Gonzi proposed the amalgamation of certain authorities and entities and insisted ‘extra’ civil service employees had to be redeployed within the public sector. These two measures bereft of detail, coupled with a freeze on fresh employment with the civil service are expected to contribute to a reduction in Government expenditure.
The extent of savings nonetheless remains unknown. Gonzi gave no medium to long term commitment to reduce the size of the public sector according to specific year-on-year targets. The issue remains a political hot potato.
Gonzi said no government entity would be allowed to buy new cars or change existing ones in 2005. This will have no impact on expenditure levels but it is a cosmetic decision to show that Government itself means business.
While few people expect Government to trim the social budget a greater emphasis is expected on curtailing abuse. A tough-talking Gonzi did pronounce his Government’s commitment to target abuse linked to boarded-out individuals and registered unemployed who work in the black economy.
The result of any crackdown on abuses in these two aspects of social expenditure will hopefully be felt in a year’s time.

Slow recovery
With economic growth registering a more than sluggish 0.6 per cent for 2004 and a forecast growth of 1.5 per cent for next year, things do not bode well for a speedy recovery. Gonzi announced a number of financial incentives for industry including a vote of Lm1.85 million for Malta Enterprise and a venture capital fund to the tune of Lm900,000. A deeper analysis of the figures presented in Parliament reveal the dearth of inventiveness in the budget.
The vote for Malta Enterprise (ME), Lm2.3 million in recurrent expenditure and Lm1.85 million in capital expenditure, is little more than what was budgeted for the government entity in last year’s budget. Sources told this newspaper that ME’s overall budget has only increased by a few hundreds of thousands contrary to the impression given in Parliament.
As for the venture capital fund, a positive initiative to encourage young people set up their own companies, analysts argue that Lm900,000 spread over three years is too few an amount to have any lasting impact.

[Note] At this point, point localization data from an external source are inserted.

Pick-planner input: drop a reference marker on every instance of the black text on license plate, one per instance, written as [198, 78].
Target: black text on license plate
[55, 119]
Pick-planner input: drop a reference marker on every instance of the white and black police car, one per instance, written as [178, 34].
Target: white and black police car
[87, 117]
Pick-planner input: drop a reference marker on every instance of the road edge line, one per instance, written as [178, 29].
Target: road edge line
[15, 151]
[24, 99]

The tourism sector rubbed its hands at Gonzi’s proposal to offer a partial refund on expenses made for the organisation of conferences. But there is little solace in the fact that the Malta Tourism Authority retained the same budget it had this year; Lm8.5 million. The difference for 2005 is that Gonzi will only forward Lm8 million and top that up by Lm0.5 million if the MTA reaches its target to attract more tourists to Malta.

Legitimacy problem
As for the eco-tax, Gonzi announced a wider list of products, which include shampoos, toothpaste and cleaning products in plastic containers. Again, the principle behind the eco-tax as introduced does not encourage consumer choice for less polluting products. The eco-tax rates applicable for the new range of products have yet to be announced but Government is expecting a total revenue intake of Lm6.5 million for 2005 from the eco-contribution. In all probability, with household products now falling under the scheme, this will lead to further pressure on the cost of living.
All in all Budget 2005 is hard to pin down with one word. Gonzi has shown he intends turning round the economy and bringing public finances in order. He is doing what his predecessor chose to ignore for far too long. For economists the rhythm may be too slow even if they argue that it is better late than never.
But with a 16-year legacy during which money was not a problem Gonzi does have a political legitimacy problem when asking for workers to do sacrifices. The Lm9 million outlay on Dar Malta and the Mater Dei construction cost, set at Lm45 million more than had been previously budgeted in 2000, do not help to legitimise the call for a general sharing of the burden.
And even if Gonzi won the battle of perceptions as regards the budget, he still has not convinced the general public that the mess the country is in is not due to the thriftiness of previous Nationalist administrations of which he formed an integral part.